How they are treated: What is done depends on the risk of rupture, Dr. Gloviczki says.
Typically, surgery to repair the aneurysm will be recommended if the aneurysm reaches 5.5 centimeters in size, or is growing rapidly, or there are symptoms, he says. Abdominal aortic aneurysms rarely can cause leg pain and build up blood clots that break loose and block arteries in the legs. If none of the above apply, your vascular surgeon may choose instead to keep an eye on it.
Much progress has been made in the past 20 years in abdominal aortic aneurysm repair, Dr. Gloviczki says. Less invasive endovascular repair, in which stents are inserted and no incision is made in the abdomen, is now done in more than 70 percent of patients, he says. As a result, in the past decade, U.S. deaths related to abdominal aortic aneurysm repair surgery have fallen from 4.4 percent to 2.8 percent, a 36 percent decline.
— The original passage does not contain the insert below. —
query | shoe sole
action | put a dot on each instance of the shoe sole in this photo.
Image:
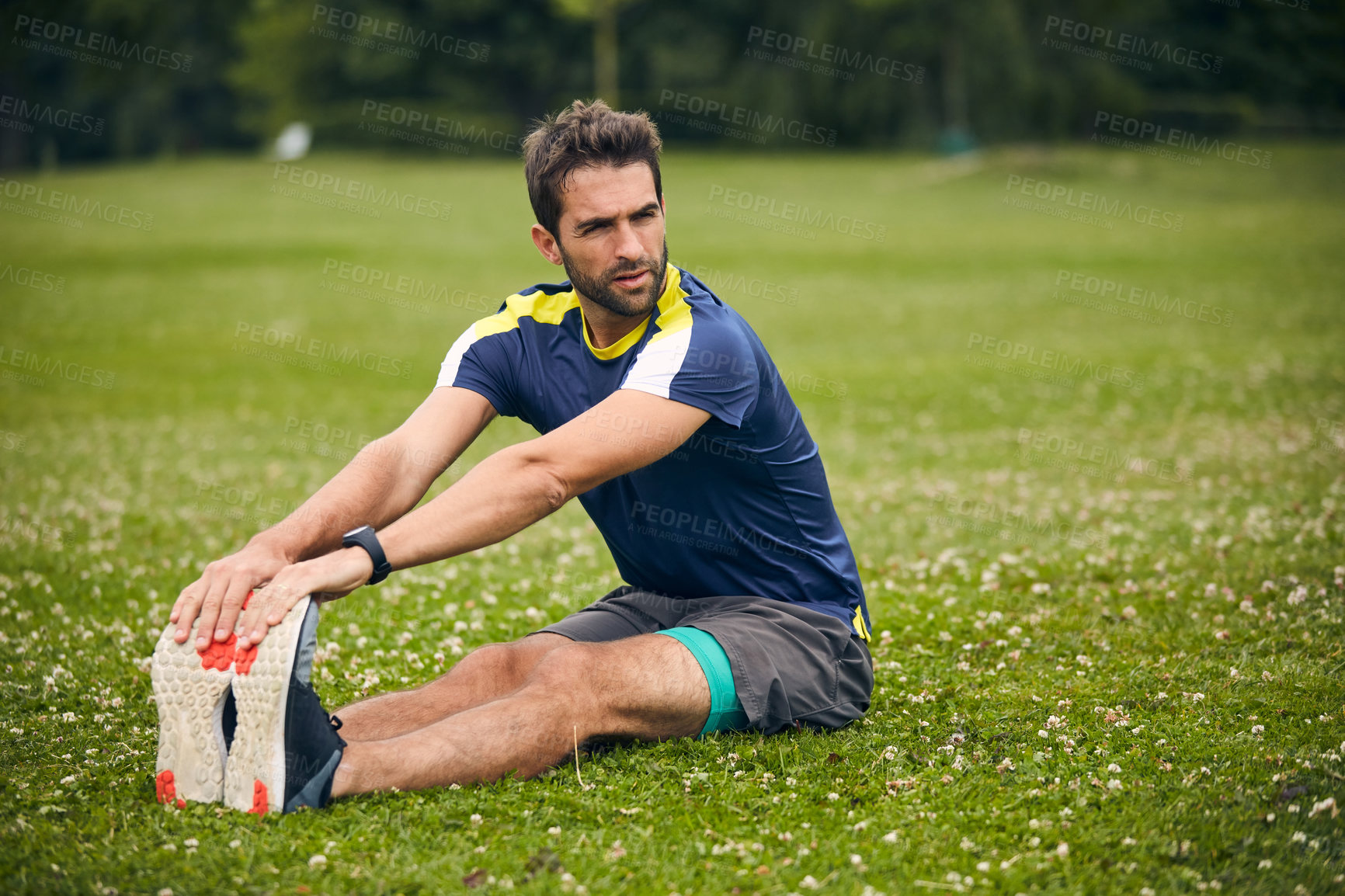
(255, 780)
(190, 688)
"This is a larger decrease in mortality than any of the major surgical interventions that are performed today, including heart surgery, transplantation or orthopedic procedures," Dr. Gloviczki says. "The odds are better and better, and the endovascular technique clearly decreases the early mortality."
In some complex cases, aneurysm bulges can extend to blood vessels branching off the aorta, requiring use of multi-branched stents for endovascular repair. Mayo Clinic vascular surgeon Gustavo Oderich, M.D., is leading several clinical trials to test branched stents.